Book Report: Wintering by Katherine May

November 8, 2023

I don’t have much in common with Katherine May, the author of Wintering, The Power of Rest and Retreat in Difficult Times. She is much younger than I am and has a young son. She lives in the UK. She was diagnosed with Aspergers as an adult. But I identify with much of what she writes in this book.

The title alone spoke to me, for the idea of “wintering” totally seduces me. I am a winter person.

I bought and read this book when it was first published in 2020, but recently I felt tugged to re-read it. Actually, re-reading favorite books right now interests me more than reading books new to me, but that will be the topic of another post. Stay tuned.

Yes, she writes about the season of winter. The structure of the book follows the movement of the season beginning with September’s coming of winter to the almost spring of March.

For example she writes, “Winter opens up time,” and then shares her reading habit during the winter months.

In the high summer, we want to be outside and active; in winter, we are called inside, and here we attend to all the detritus of the summer months, when we are too busy to take the necessary care. Winter is when I reorganize my bookshelves and read all the books I acquired in the previous year and failed to actually read. It is also the time when I reread beloved novels, for the pleasure of reacquainting myself with old friends. In summer, I want big splashy ideas and trashy page-turners, devoured while lounging in a garden chair or perching on one of the breakwaters on the beach. In winter I want concepts to chew over in a pool of lamplight–slow, spiritual reading, a reinforcement of the soul. Winter is a time for libraries, the muffled quiet of book stacks and the scent of old pages and dust. In winter, I can spend hours in silent pursuit of a half-understood concept or a detail of history. There is nowhere else to be, after all.

p. 210

Excuse me while I take a time-out to rearrange my bookshelves.

I’m back.

“Wintering also refers to the emotions of being in a winter season of our lives. May writes, “Everybody winters at one time or another; some winter over and over again.” (p. 10) and “We may never choose to winter, but we can choose how.” (p. 13) She adds that some winters are big and some small.
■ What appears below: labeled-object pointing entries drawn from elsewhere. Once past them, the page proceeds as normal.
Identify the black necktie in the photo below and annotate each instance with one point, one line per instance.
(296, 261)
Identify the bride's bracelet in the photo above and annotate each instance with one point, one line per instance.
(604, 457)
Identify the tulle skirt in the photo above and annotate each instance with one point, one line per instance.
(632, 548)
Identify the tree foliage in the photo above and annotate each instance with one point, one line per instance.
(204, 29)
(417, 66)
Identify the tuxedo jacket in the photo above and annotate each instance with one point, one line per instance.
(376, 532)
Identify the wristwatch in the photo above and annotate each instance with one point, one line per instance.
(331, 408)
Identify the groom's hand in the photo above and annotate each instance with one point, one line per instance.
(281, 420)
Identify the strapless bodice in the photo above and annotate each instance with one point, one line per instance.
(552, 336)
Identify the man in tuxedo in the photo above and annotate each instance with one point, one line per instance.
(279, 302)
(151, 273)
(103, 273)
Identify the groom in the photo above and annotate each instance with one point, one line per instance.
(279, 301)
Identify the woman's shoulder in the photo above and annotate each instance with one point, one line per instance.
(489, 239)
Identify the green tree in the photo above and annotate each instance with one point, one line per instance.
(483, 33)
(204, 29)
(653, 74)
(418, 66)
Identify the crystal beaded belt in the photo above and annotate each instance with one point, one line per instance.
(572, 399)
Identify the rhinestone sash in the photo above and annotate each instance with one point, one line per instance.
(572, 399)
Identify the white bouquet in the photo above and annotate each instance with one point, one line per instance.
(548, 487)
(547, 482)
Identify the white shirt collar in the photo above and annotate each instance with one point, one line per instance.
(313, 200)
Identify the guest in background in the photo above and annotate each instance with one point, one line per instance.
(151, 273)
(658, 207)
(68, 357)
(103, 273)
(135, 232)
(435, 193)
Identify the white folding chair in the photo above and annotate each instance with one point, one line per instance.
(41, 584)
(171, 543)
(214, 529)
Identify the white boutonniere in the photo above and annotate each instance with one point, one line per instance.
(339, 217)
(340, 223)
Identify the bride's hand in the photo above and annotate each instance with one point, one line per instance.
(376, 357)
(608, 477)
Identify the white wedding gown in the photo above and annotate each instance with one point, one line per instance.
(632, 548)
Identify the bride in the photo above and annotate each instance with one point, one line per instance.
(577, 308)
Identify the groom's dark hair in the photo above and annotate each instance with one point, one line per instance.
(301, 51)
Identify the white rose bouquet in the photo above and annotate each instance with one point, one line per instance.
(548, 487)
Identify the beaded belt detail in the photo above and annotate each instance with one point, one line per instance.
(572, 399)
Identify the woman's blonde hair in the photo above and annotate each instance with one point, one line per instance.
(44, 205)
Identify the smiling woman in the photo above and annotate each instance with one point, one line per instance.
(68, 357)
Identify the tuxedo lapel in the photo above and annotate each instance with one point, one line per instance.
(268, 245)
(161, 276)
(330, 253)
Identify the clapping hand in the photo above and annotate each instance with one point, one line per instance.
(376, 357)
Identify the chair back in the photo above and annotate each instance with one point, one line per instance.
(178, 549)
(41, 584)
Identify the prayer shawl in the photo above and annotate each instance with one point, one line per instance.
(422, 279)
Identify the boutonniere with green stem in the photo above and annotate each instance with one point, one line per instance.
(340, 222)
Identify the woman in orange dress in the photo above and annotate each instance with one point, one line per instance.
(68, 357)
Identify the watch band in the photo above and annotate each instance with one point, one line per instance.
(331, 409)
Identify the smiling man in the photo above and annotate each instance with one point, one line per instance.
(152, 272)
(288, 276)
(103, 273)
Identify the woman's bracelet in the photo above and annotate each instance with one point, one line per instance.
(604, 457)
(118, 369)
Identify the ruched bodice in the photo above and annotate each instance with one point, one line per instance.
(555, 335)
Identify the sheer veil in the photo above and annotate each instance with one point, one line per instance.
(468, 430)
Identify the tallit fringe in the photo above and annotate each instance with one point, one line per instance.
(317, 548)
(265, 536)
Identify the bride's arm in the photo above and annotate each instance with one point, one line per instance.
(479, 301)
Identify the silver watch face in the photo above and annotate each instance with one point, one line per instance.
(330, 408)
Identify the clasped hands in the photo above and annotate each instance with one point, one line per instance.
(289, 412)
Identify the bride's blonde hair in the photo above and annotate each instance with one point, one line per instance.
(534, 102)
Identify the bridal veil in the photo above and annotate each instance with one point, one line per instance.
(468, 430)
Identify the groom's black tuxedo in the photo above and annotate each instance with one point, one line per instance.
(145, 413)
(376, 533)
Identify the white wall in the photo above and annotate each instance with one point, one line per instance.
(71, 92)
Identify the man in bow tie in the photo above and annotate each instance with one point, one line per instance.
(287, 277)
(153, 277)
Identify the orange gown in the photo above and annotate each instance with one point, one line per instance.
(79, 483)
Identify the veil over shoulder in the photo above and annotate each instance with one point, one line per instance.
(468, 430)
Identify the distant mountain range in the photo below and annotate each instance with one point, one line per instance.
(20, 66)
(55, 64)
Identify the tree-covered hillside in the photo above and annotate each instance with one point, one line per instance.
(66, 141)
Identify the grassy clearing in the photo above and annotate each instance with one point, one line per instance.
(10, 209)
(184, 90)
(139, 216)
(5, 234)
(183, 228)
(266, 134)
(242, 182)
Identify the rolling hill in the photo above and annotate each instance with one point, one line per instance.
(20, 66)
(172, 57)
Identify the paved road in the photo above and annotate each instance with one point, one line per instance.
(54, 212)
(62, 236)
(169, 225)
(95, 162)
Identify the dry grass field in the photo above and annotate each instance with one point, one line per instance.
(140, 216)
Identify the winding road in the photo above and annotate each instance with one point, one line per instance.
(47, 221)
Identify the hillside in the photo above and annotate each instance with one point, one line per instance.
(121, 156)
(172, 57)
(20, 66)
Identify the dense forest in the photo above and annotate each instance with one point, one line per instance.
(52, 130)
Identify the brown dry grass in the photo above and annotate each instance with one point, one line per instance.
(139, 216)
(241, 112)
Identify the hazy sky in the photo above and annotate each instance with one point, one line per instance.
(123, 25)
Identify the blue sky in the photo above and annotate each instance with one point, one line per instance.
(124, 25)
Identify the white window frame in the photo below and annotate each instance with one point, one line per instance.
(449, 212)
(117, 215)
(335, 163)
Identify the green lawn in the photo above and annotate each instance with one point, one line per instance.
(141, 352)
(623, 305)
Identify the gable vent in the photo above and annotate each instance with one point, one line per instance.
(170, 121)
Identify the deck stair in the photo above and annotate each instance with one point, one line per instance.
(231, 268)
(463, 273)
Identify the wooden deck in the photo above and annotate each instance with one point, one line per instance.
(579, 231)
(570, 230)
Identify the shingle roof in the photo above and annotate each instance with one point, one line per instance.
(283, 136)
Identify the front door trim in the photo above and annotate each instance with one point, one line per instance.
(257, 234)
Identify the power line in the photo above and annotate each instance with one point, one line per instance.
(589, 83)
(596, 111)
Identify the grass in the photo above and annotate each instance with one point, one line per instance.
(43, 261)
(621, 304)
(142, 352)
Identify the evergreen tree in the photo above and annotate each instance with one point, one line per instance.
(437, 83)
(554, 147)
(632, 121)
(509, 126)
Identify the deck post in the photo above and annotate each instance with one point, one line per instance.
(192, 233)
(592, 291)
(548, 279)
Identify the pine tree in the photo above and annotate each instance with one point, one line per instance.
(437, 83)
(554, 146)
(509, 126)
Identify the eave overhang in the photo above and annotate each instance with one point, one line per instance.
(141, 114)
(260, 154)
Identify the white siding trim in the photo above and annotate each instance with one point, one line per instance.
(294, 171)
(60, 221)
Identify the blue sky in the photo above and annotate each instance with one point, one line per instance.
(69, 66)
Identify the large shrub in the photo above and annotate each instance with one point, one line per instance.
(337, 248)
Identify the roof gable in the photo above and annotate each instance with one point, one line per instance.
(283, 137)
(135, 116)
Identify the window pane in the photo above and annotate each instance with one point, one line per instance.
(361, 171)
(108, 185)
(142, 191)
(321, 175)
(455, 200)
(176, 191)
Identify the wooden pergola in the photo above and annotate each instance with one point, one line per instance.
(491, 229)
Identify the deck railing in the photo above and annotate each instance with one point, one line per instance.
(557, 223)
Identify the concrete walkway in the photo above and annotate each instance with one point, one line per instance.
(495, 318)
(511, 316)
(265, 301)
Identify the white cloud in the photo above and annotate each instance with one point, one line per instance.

This passage seems especially fitting when I think about the winter stage of my life, these elder years:

…you’ll find wisdom in your winter, and once it’s over, it’s your responsibility to pass it on. And, in return, it’s our responsibility to listen to those who have wintered before us. It’s an exchange of gifts in which nobody loses out. …Watching winter and really listening to its messages, we learn that effect is often disproportionate to cause; that tiny mistakes can lead to huge disasters; that life is often bloody unfair, but it carries on happening with or without our consent. We learn to look more kindly on other people’s crises, because they are so often portents of our own future.

pp. 122-123

I enjoyed the sections about wolves, wild swimming, saunas, the Sami people and reindeer, Santa Lucia, and the winter solstice. Winter is a rich season, indeed.

May is also author of Enchantment, Awakening Wonder in an Anxious Age (2023) and The Electricity of Every Living Thing: A Woman’s Walk in the Wild to Find Her Way Home (2018). Her podcast is How We Live Now and her newsletter is The Clearing. https://katherinemay.substack.com

An Invitation

How do you respond to the concept of “wintering”? I would love to know.